Condensation on particle surfaces will occur only of $p_\infty > p_a$ or $S > 1$. By definition this cannot happen in the heated section (5-15 cm in Figure 2). However, it is possible to create a supersaturation in the cooled section (15-20 cm in Figure 2).

If a supersaturation occurs there is competition between a molecule colliding with the wall and a molecule colliding with a particle. The average time between of molecular collisions of gas molecules and a particle with diameter $D_p$ is given by kinetic theory and can be evaluated as

$$\tau_{coll} = \frac{4}{n_0 \sqrt{\frac{8R^*T}{\pi M}} D_p^2}$$

where $n_0$ is the number density of the gas-phase species, $R^*$ is the universal gas constant, $M$ is the molecular weight, $T$ is the temperature, and $D_p$ is the particle diameter. The square root expression is the average molecular velocity.
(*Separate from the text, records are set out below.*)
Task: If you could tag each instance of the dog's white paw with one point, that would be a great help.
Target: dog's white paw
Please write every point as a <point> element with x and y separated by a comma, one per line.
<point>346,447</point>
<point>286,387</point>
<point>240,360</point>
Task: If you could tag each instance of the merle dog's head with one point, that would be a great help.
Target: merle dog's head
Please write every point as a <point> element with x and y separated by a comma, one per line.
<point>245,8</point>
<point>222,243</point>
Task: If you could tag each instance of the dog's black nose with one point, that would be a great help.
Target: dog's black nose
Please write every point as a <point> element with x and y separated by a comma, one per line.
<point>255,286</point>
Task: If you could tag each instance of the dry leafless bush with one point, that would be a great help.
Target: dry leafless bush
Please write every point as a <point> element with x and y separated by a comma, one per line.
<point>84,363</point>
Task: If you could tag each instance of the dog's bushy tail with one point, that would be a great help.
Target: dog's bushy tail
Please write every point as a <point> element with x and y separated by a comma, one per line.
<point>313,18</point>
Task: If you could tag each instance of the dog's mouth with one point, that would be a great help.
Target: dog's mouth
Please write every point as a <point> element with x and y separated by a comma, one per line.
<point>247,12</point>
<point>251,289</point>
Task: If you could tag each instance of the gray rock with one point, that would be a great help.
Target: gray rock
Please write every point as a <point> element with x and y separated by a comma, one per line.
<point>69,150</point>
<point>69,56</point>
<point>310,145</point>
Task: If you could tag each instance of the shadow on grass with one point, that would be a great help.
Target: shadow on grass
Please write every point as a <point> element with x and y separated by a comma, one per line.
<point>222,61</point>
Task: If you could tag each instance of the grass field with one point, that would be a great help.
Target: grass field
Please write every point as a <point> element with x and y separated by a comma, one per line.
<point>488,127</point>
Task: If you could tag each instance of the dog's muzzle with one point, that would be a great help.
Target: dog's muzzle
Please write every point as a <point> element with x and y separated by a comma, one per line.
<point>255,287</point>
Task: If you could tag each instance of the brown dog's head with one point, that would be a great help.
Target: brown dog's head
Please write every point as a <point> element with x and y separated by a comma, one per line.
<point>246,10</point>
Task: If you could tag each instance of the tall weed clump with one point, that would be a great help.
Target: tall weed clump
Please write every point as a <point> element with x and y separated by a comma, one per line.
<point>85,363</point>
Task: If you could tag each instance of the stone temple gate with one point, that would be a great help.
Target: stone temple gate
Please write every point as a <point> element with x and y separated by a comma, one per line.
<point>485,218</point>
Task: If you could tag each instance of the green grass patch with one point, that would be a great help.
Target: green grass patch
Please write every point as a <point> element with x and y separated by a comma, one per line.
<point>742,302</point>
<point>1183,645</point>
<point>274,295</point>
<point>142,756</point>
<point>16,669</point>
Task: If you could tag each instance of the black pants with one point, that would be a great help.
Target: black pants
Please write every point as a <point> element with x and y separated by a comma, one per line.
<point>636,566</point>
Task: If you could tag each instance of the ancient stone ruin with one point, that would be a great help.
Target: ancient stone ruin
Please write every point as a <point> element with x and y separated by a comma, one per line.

If $\tau_{diff} << \tau_{coll}$ the vapor will condense onto the wall. Therefore, the dimensionless critical number

$$Y = \frac{\tau_{diff}}{\tau_{coll}} = \frac{\pi(D_{p,initial}^3 - D_{p,final})^3 N N_A \rho \sqrt{\frac{8R^*TR^2}{\pi M D}} D_{p,final}^2}{24M}$$

can be used. For $Y < 1$, $\tau_{diff} << \tau_{coll}$ and the vapor flux will be dominated by transport to the wall.

Performance Evaluation

Performance of the uncoated denuder obviously depends on the physico-chemical properties of the compound and the operating conditions of the denuder. The spreadsheet below provides a tool to assess performance characteristics for a specific setup.

Link to Spreadsheet

Table 1. Example setup of an experiment.

$D_{initial}\; (nm)$	$D_{final}\; (nm)$	$N\;(cm-3)$	$T_{cold}\; (^\circ C)$	$T_{warm}\; (^\circ C)$	$D_{tube}\; (inch)$
200	50	100	20	50	3/8

Table 1 gives an example setup for an experiment. The spreadsheet is used to evaluate the diffusion coefficient, $Y$ and the saturation ratios $S$ in the warm and cold section.

Table 2. Example model output for succinic acid and the conditions in Table 1

$Y$	$S_{cold}$	$S_{warm}$	$\tau_{diff}\;(s)$
866	0.78	4e-3	1.91

For this example, the results show that evaporation leads to negligible vapor buildup in the warm section ($S_{warm} = 4\times10^{-3}$). Thus vapor buildup would not slow evaporation. The characteristic time for wall loss is $\approx 2s$. This implies that some vapor is likely lost to the wall in the hot section. Upon cooling the saturation ratio increases at maximum to $S = 0.78$. Furthermore collisions of vapor occur with particles before they hit the wall ($Y = 866$). However, since $S < 1$, these collisions should not result in net condensation. At low accomodation coefficient, loss to the wall would be competitive with collisions with particles.

As a general rule, the simple thermodenuder should work if (a) $N$ is sufficiently low and (b) the temperature differential between warm and cold section is sufficiently large. The spreadsheet can be used for quick estimates for safe operating conditions. A detailed model tracking vapor buildup and loss to the wall coupling the $T(z,r)$ field and evaporation model is straightforward.